PROJECT TITLE: Multilingualism and Mobility: Linguistic Practices and Construction of Identity

REFERENCE: FFI2011-26964
PI: Melissa Moyer
TEAM MEMBERS: Gabriel Budach, Eva Codó, Alexandre Duchêne, Maria Rosa Garrido, Monica Heller, Safae Jabri and Maria Sabaté Dalmau
FUNDING AMOUNT: 39.000 euros
FUNDING BODY: Ministerio de Ciencia e Innovación, Spain

SUMMARY
Topic
This project focuses on the study of multilingualism from the perspective of the recent mobilities and globalisation paradigm (Urry 2007, Sassen 1998, Pennycook 2007). This project takes up the analysis of linguistic practices of mobile citizens with transnational trajectories such as the migrants or tourists who come to Spain and interact and communicate with civic institutions and with autochthonous people whose life trajectories are more stable. This research departs from the point of view of these transnational people, and it takes into account the ways in which they construct their identities within their social networks as well as how they interact with the local communities through their multilingual practices. The way in which information and services relevant to mobile citizens is organized and the everyday multilingual practices of immigrants and tourists does not fit with the previsions of the institutions belonging to the public, private and NGO-like sectors who are responsible for providing services  to newcomers (Moyer 2011, 2010, Sabaté i Dalmau 2010, Codó and Garrido 2010). For this reason, it is relevant to study intercultural communication from the perspective of transnational citizens. The present project, also, seeks to examine the categories immigrant and tourist and to characterize their linguistic practices as well as to understand the intersections of language with social class, ethnicity, gender and age.

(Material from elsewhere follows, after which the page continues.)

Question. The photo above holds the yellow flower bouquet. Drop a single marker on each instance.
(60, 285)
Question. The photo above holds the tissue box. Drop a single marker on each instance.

Aims                                            
The main aim of this project is to conduct a multi-sited ethnography in four contexts which will provide access to transnational communities who moved to Spain for leisure purposes or to find better life and work chances. These settings are: a tourist enclave, an ethnic business, a multinational company with non-Spanish employees, and a non-profit transnational association or organization. The specific objectives are: (a) to establish the different ways in which transnational groups manage and practice multilingualism in each context (b) to understand their linguistic practices and how different (or similar)  these are according to social class, gender, ethnicity and age of the participants in the interactions, (c) to investigate the role of English as a lingua franca employed among transnational people as an inter-group and intra-group communication
strategies, (d) to contribute to the knowledge of a new sociolinguistic situation in our society from the point of view of the mobilities paradigm, (e) to advance and provide new practical and linguistic knowledge which can be useful for the management of multilingualism in public, private and non-governmental institutions.

Methodology
A qualitative methodology which requires undertaking extensive ethnographic fieldwork is adopted in each of the sites studied. The data obtained through participant observation and field notes are complemented with fine-grained transcriptions of audio and video recordings conducted in the four different contexts, in-depth interviews (spontaneous and structured) audio and video recordings and, finally, supporting secondary data such as legalisation, official documents, and media-collected statements from the key representatives of the social networks we aim to investigate. The use of a wide range of data allows for the triangulation of findings and provides further evidence supporting our interpretations of the linguistic practices of the social groups under study.